Para a superintendente do Itaú Social, Patricia Mota Guedes, os dados apontam um avanço muito significativo. 

"São 923 mil novas matrículas em um único ano, ultrapassando 8,8 milhões de estudantes na rede pública. Esse crescimento consistente desde 2022 indica que o país está consolidando o período integral como uma estratégia estruturante para enfrentar os desafios da aprendizagem e das desigualdades educacionais'", afirma.

No entanto, ela destaca que não é suficiente apenas ampliar o período de permanência na escola. É necessário que as escolas desenvolvam projetos pedagógicos que ampliem as oportunidades de aprendizagem real, usando esse período extra de forma estratégica. 

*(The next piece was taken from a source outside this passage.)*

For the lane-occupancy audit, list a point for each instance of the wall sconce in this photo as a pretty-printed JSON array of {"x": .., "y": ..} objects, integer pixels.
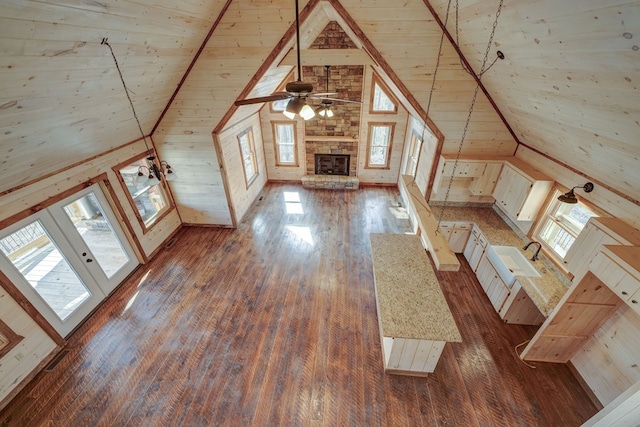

"Isso significa organizar um currículo diversificado, que inclua atividades artísticas, esportivas e culturais, que dialogue com o território e com a realidade dos estudantes, e que fortaleça tanto as aprendizagens cognitivas quanto o desenvolvimento socioemocional. A ampliação do período precisa estar a serviço de experiências formativas mais ricas e significativas”, aponta. 

Investimentos

Segundo o MEC, os dados são resultado do aporte de R$ 4 bilhões do MEC no Programa Escola em período Integral, criado em 2023, para apoiar redes de educação na expansão de matrículas em período integral, abrangendo todas as etapas e modalidades da educação básica.

Sobre o Censo Escolar 

O levantamento, realizado anualmente pelo Inep, abrange dados sobre todas as escolas da educação básica, professores, gestores e turmas, além das características dos estudantes. As informações incluem todas as etapas e modalidades da educação básica: educação regular, educação especial, educação de jovens e adultos (EJA) e educação profissional.

Participam escolas públicas e privadas de todas as etapas da educação básica de todas as redes de educação no país.